Humanistic Jewish rabbis and other leaders officiate at marriages between Jews and non-Jews and (unlike Conservative and Orthodox Jews) do not take any position on interfaith marriage, stating, "Intermarriage is an American Jewish reality—a natural consequence of a liberal society in which individuals have the freedom to marry whomever they wish... that intermarriage is neither good nor bad, just as we believe that the marriage of two Jews, in itself, is neither good nor bad. The moral worth of a marriage always depends on the quality of the human relationship—on the degree of mutual love and respect that prevails." Secular humanistic rabbis and leaders can also co-officiate at these marriages. These views on Jewish identity and intermarriage are criticized by those who believe that they will hasten the assimilation of Jews into general society and thus adversely affect Jewish continuity.

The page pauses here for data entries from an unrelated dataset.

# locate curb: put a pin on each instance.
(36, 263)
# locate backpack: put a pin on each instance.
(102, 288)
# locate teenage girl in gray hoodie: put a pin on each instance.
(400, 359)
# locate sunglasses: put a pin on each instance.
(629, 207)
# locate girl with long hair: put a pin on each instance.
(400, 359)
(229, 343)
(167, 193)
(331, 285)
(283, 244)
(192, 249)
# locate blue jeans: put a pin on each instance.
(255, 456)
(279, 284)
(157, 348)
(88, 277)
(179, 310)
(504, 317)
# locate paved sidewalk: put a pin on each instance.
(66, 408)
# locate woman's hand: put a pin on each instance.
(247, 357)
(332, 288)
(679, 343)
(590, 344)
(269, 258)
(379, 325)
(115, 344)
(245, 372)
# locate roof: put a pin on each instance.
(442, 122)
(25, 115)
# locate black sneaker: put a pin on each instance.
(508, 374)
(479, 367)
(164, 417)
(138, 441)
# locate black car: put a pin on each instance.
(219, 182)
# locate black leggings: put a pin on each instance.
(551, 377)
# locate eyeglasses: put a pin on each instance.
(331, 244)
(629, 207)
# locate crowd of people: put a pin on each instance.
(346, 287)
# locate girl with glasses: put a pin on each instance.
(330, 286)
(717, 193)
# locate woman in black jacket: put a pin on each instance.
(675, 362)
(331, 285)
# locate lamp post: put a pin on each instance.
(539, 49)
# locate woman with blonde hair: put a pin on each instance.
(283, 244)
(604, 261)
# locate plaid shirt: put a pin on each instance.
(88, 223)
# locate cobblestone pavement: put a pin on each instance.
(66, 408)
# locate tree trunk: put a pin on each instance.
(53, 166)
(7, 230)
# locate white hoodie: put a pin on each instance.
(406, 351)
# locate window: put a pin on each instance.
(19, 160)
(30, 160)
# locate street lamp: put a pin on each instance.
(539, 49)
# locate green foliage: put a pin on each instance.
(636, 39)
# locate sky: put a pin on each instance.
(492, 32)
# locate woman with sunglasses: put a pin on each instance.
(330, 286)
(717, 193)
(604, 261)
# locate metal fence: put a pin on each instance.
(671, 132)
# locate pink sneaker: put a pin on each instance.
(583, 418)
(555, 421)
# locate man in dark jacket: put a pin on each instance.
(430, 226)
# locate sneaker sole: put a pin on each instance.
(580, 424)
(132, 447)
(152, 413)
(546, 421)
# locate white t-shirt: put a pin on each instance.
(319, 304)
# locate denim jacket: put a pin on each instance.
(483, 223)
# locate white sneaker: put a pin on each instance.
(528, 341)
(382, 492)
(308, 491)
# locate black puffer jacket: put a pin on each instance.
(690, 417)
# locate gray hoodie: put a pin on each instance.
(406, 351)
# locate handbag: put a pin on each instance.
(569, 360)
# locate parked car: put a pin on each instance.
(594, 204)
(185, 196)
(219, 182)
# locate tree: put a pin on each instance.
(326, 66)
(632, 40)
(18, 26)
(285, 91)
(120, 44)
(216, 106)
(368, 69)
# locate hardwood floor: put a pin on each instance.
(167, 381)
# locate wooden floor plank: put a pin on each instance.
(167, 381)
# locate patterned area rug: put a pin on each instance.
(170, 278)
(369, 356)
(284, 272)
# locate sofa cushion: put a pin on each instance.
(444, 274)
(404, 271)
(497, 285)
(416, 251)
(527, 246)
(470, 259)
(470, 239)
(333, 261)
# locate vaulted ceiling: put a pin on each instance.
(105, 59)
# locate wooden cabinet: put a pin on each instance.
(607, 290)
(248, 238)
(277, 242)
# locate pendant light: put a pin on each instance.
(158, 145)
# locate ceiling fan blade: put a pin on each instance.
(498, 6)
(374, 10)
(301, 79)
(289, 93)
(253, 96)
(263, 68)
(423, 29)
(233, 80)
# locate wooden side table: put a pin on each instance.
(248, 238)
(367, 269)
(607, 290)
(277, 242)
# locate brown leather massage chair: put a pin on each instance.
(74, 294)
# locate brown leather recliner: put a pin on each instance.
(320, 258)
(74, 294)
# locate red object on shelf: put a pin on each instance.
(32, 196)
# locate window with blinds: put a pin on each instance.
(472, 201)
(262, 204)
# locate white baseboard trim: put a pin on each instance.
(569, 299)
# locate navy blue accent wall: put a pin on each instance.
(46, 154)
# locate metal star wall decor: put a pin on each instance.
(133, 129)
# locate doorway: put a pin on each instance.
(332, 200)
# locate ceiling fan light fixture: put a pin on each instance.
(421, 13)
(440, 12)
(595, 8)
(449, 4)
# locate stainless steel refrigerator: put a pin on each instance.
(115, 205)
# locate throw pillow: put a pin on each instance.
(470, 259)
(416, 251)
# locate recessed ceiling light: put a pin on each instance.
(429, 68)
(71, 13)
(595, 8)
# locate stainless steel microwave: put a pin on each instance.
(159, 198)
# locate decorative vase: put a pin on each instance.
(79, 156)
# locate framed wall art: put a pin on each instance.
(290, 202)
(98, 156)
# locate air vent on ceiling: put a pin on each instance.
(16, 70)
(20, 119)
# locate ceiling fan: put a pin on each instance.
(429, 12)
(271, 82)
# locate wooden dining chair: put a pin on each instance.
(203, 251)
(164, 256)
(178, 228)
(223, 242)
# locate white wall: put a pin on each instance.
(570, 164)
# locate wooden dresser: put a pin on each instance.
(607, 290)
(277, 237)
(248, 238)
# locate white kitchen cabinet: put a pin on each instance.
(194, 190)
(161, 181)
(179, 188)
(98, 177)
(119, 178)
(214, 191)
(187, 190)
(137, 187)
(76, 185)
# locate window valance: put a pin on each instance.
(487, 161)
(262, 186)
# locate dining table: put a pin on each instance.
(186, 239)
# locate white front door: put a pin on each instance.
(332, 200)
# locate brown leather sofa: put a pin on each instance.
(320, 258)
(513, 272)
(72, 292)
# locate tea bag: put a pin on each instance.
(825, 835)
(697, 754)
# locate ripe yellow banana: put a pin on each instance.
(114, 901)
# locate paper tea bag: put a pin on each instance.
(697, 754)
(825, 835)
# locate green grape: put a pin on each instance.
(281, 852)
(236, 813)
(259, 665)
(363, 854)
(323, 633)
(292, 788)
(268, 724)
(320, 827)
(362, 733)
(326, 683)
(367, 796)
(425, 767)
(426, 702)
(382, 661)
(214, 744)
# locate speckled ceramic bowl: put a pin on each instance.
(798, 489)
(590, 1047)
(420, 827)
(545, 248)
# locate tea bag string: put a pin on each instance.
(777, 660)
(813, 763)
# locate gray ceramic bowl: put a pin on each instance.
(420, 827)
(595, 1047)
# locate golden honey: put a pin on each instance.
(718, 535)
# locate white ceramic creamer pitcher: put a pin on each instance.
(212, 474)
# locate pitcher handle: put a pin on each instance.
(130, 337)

The traditional Jewish infant circumcision brit milah is not performed in Humanistic Judaism, instead being replaced by the more modern baby-naming ceremony brit shalom.

Humanistic Judaism ordains both men and women as rabbis, and its first female rabbi Tamara Kolton was ordained in 1999. Its first cantor was also a woman, Deborah Davis, who was ordained in 2001. Humanistic Judaism has since stopped ordaining cantors, but does today ordain lifecycle officiants and has a broader program of training Jewish leaders.

===Abortion===
Humanistic Judaism takes a pro-choice stance on the issue of abortion. A statement issued by the SHJ in 1996 said, "We affirm that a woman has the moral right and should have the continuing legal right to decide whether or not to terminate a pregnancy in accordance with her own ethical standards. Because a decision to terminate a pregnancy carries serious, irreversible consequences, it is one to be made with great care and with keen awareness of the complex psychological, emotional, and ethical implications." The SHJ issued a statement in 2011 condemning the passage of the No Taxpayer Funding for Abortion Act, calling it a "direct attack on a woman's right to choose."

===LGBT+ rights===
In 2004, the SHJ issued a resolution supporting the legal recognition of both same-sex marriage and same-sex divorce, affirming its belief in "the value of marriage between any two committed adults with the sense of obligations, responsibilities, and consequences thereof." In 2010, the SHJ pledged to speak out against homophobia.

===Religious exemptions===
In 2012, the SHJ issued a statement opposing conscience clauses that allow religious-affiliated institutions to be exempt from providing reproductive healthcare services to individuals or their employees. It said, "We rely upon evidence-based medicine to promote responsible reproductive healthcare policies. [...] We believe that healthcare institutions (defined as including but not limited to insurers, managed-care providers, hospitals, pharmacies) should not be able to use religion as a way to deny legitimate and lawful reproductive healthcare and accurate medical information concerning reproductive healthcare to patients who do not share the same religious or moral beliefs."

===Women's equality===
In 2013, the SHJ issued a statement to say it "wholeheartedly supports the observance of Women's Equality Day on August 26 to commemorate the anniversary of the passage of the Nineteenth Amendment to the U.S. Constitution allowing women to vote." It also said that it "condemns gender discrimination in all its forms, including restriction of rights, limited access to education, violence, and subjugation," and commits itself to "maintain vigilance and speak out in the fight to bring gender equality to our generation and to the generations that follow."

===Drug use===
In 2021, the SHJ issued a statement calling for the complete decriminalization of cannabis for both medical and recreational purposes.